Euripides olağanüstü bir şairdi, antik Yunan trajik türünün aşığıydı. Mütevazı bir aileye mensuptu, öğretmenleri Anaxagoras, Socrates ve Protagoras ve Prodicus'du ve hazırlıkları eserlerinde görülebilir. İlk eserleri Aticas dramatik festivallere, sahnelenen edilmiş, onun bu halka yaptığı ilk iş "Los peliadas" Orada sunulan İşten üçüncü bitirerek bir yarışmaya katıldı.
Bu oyundan sonra, doksan iki tane daha takip etti ve bunlardan sadece on yedi trajedi hayatta kaldı. Buna rağmen, Euripides'in çalışmaları beklenen şöhret ve takdiri elde edemedi. Atina'da düzenlenen yıllık festivallerde zar zor dört ödül aldı. Zaten hayatının alacakaranlığında Euripides, Kral Archelaus'un sarayının bir parçası olmak için Makedonya'ya taşınmaya karar verir, bu M.Ö. 408 yılıdır. Köpekler tarafından yenildiğinde burada öldüğü söylenir.
Karakterleri (kahramanlar ve prensler) günlük bir dili sürdürdüğü için çalışmaları, alışılmadık doğası nedeniyle ciddi şekilde eleştirildi. Buna ek olarak, eserleri dini ve ahlaki değerlerin özerkliğini gösterdi. Euripides, MÖ 5. yüzyılın sonunda Atina'da doğan yeni sosyal, ahlaki ve politik tarzları temsil eden bir şairdi ve efsanevi karakterlerden daha çok sıradan insanın akıl yürütme ve deneyimleriyle ilgileniyordu. Euripides, karakterlerine daha gerçekçi bir şekilde davrandı.
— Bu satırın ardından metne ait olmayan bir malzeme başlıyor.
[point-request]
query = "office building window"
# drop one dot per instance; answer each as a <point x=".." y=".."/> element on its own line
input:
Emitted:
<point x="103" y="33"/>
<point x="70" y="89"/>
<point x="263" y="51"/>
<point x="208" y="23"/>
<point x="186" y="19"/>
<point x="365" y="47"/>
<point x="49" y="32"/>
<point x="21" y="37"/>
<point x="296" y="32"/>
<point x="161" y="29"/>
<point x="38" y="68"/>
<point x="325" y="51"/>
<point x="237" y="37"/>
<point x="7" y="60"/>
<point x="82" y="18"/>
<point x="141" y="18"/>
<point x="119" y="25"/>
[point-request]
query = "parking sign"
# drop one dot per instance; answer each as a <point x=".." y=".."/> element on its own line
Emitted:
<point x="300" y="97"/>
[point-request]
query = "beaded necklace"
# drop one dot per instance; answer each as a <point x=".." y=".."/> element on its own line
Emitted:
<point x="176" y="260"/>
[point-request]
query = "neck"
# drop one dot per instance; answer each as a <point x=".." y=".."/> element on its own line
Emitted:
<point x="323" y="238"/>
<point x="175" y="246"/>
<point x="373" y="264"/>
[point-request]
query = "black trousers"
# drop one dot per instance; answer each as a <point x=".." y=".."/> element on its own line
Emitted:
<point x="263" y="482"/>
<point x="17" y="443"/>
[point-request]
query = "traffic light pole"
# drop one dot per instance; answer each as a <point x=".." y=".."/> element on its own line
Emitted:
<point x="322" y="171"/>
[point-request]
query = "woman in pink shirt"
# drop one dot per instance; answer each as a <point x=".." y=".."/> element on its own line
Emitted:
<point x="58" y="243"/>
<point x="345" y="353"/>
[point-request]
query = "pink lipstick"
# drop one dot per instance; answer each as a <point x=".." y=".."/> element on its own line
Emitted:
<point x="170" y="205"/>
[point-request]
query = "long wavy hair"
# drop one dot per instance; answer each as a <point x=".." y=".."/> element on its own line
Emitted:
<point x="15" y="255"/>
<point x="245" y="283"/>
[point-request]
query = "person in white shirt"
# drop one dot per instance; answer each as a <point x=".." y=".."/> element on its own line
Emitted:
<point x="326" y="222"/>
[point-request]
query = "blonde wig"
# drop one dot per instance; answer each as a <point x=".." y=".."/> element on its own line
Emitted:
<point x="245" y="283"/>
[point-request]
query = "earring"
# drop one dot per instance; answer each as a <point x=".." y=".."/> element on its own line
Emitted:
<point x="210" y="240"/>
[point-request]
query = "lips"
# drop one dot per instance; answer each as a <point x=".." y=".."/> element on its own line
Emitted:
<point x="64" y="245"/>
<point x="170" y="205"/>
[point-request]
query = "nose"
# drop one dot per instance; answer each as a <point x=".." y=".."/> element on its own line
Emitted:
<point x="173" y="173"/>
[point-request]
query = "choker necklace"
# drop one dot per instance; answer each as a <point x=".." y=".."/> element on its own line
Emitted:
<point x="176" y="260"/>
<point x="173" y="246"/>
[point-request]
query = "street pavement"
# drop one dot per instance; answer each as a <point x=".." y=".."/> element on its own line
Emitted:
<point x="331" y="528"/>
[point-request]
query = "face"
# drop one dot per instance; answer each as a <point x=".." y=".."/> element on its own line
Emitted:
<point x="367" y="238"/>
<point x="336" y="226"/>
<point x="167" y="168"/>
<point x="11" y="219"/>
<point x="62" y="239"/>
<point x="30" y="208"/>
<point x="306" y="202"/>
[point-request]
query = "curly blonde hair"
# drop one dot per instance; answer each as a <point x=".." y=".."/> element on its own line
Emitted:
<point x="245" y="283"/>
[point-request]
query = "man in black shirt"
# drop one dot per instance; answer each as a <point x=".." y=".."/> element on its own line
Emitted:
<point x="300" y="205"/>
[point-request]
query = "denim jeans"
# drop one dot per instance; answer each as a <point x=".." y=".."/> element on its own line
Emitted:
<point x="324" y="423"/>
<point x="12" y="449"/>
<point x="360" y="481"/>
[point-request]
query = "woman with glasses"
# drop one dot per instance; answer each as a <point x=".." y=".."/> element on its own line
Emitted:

Eserlerinde kahraman, eserin sonunda tanrıların arabuluculuğu sayesinde nihayet özgürleştiği kaderiyle yüzleşmesine izin vermeyen, karanlık ve gizli duyguların hakim olduğu zayıflıkları ve zayıflıkları ile gösterilir.
Ne yazık ki Euripides, zamanında yanlış anlaşılan bir şairdi, ancak birçok trajik Latin tarafından takip edilen ve daha sonra Alman neo-klasisizm ve romantizmi sırasında etkili olacak bir örnek oldu.